Le projet Vivian comprenait également des discussions sur « l'opposition des employés de Google à l'arbitrage obligatoire », selon le rapport du juge. La fin de l'arbitrage obligatoire chez Google a déjà été un point de ralliement crucial pour les employés activistes de Google. L'entreprise a accepté de mettre fin à l'arbitrage obligatoire en février 2019, comme suite aux protestations des employés. « L'affaire sous-jacente ici n'a rien à voir avec la syndicalisation, il s'agit d'employés qui enfreignent des protocoles de sécurité clairs pour accéder à des informations et des systèmes confidentiels de manière inappropriée », a déclaré un porte-parole de Google.
« Nous ne sommes pas d'accord avec la caractérisation des documents juridiquement privilégiés auxquels font référence les plaignants.
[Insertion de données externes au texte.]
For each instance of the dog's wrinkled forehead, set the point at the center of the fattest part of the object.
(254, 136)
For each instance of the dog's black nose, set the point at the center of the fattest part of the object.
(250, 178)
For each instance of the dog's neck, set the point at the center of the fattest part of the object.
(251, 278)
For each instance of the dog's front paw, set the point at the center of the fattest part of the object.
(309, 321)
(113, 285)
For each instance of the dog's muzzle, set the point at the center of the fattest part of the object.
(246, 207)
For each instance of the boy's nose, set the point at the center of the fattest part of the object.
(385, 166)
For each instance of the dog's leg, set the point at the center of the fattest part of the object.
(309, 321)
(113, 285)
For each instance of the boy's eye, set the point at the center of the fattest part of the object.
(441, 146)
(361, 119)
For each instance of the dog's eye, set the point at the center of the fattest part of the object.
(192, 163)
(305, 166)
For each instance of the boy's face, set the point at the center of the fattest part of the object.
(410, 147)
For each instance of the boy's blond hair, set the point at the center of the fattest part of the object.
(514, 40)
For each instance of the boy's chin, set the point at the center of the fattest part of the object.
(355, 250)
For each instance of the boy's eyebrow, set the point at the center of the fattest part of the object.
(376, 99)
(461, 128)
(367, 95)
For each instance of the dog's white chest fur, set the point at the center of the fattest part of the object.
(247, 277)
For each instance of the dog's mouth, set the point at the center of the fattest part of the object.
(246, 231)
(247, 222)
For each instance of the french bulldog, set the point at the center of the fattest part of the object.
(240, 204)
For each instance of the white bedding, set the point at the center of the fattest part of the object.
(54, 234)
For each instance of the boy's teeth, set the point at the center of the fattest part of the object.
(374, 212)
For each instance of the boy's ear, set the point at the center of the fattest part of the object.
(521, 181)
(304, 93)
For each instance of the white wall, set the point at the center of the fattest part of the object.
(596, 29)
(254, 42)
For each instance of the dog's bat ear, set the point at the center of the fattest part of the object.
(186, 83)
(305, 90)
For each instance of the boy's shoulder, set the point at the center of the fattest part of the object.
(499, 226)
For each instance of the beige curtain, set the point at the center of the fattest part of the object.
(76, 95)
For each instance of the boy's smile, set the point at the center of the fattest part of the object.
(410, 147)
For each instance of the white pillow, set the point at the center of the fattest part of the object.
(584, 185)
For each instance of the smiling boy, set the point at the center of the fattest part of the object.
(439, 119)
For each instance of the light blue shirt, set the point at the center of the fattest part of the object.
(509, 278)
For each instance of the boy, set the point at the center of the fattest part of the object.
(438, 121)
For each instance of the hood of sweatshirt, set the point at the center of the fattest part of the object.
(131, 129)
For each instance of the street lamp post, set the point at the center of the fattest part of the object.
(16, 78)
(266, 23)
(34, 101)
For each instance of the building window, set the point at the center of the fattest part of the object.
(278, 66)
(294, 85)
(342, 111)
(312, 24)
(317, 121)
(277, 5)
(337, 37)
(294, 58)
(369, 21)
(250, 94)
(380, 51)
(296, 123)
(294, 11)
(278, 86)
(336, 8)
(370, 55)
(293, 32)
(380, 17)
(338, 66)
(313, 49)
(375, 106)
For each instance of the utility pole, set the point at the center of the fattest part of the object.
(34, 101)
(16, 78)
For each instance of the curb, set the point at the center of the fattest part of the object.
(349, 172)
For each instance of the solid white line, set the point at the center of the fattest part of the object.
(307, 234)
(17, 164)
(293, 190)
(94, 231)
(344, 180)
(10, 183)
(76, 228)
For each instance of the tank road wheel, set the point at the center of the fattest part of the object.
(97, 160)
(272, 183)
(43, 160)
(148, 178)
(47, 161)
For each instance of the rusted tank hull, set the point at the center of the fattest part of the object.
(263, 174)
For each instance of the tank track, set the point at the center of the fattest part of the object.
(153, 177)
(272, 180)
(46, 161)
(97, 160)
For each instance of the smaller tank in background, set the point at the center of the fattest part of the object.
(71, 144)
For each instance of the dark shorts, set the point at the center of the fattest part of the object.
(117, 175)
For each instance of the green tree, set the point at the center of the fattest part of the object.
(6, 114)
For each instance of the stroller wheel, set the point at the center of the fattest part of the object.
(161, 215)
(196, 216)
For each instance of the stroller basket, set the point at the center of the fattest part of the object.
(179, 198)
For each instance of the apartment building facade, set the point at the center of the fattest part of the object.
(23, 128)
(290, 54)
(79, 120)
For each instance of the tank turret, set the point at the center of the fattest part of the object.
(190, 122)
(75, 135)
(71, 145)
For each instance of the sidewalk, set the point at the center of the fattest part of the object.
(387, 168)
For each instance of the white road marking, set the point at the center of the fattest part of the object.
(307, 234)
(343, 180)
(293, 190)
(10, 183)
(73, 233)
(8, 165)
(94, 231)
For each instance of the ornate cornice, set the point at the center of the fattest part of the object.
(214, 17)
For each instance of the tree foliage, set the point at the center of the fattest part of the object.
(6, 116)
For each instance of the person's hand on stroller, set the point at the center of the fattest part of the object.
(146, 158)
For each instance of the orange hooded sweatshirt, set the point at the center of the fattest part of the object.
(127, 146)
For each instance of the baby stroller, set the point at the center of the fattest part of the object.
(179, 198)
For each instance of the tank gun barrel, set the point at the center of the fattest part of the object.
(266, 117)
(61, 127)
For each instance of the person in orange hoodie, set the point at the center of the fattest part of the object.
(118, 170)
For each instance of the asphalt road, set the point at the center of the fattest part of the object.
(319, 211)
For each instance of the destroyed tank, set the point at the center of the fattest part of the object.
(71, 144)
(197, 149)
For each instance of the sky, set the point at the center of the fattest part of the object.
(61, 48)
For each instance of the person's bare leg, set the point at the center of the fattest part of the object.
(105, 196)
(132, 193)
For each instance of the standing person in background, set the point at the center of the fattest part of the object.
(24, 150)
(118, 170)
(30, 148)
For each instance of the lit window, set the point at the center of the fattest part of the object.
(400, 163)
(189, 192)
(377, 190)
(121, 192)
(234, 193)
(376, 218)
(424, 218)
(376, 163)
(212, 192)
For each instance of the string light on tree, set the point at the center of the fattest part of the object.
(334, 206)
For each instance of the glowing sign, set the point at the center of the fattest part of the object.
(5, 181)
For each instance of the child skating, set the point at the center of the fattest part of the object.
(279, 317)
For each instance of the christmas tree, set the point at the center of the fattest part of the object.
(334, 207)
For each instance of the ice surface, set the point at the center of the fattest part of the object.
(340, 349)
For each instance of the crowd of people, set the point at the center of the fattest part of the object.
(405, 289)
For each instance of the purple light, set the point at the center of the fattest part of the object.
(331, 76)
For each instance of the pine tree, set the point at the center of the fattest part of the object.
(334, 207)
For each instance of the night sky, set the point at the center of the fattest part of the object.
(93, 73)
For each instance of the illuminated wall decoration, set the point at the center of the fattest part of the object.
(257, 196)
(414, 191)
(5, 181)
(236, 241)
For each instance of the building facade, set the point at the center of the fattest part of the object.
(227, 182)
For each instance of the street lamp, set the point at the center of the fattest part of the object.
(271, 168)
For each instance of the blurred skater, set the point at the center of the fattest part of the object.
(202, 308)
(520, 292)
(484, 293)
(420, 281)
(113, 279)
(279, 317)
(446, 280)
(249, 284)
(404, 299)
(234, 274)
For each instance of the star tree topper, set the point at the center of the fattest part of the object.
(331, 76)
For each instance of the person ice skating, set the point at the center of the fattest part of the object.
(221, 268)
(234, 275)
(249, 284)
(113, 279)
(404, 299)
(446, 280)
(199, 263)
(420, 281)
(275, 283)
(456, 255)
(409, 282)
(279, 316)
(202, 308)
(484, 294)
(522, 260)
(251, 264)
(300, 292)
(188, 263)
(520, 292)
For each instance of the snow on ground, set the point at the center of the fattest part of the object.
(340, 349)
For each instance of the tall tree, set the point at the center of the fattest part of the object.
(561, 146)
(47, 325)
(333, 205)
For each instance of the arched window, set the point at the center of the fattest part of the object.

Comme nous l'avons déclaré, nos équipes font appel à des dizaines de consultants externes et de cabinets d'avocats pour nous fournir des conseils sur un large éventail de sujets, notamment les obligations de l'employeur et l'engagement des employés. Nous avons notamment fait appel à IRI Consultants pendant une courte période. Cependant, nous avons pris la décision en 2019 de ne pas utiliser les matériaux ou les idées explorés lors de cet engagement, et nous pensons toujours que c'était la bonne décision », a-t-il ajouté. Cependant, les membres ont présenté le bien-fondé de leur action :
« Nous avons reconnu que notre pouvoir en tant que travailleurs d'Alphabet (employés à plein temps, employés temporaires, vendeurs et prestataires) vient de notre solidarité les uns avec les autres. Nous créons un syndicat innovant. Alphabet a toujours été une entreprise innovante, avec des travailleurs innovants ; il est normal que nous créions un syndicat innovant. Nous utilisons les protections du travail partout où nous le pouvons, mais nous ne comptons pas uniquement sur les protections du travail. Nous voulons utiliser notre pouvoir pour garantir que :
- nos conditions de travail soient inclusives et équitables ;
- nous puissions nous rassembler et faire d’Alphabet un meilleur endroit pour tous les travailleurs ;
- nous soyons libres de refuser de travailler sur des projets qui ne correspondent pas à nos valeurs ;
- tous les travailleurs, quel que soit leur statut professionnel, puissent bénéficier des mêmes avantages ;
- les auteurs de harcèlement, d'abus, de discrimination et de représailles soient tenus pour responsables.
».
« Pour lutter contre les systèmes d'oppression qui persistent à ce jour, nous sommes solidaires des travailleurs et des militants du monde entier. Notre travail a un impact sur d'autres travailleurs de Google, nos communautés et le monde. Tous les aspects de notre travail doivent être transparents et nous devons avoir la liberté de choisir les projets qui bénéficient de notre travail », a déclaré un porte-parole des membres du syndicat.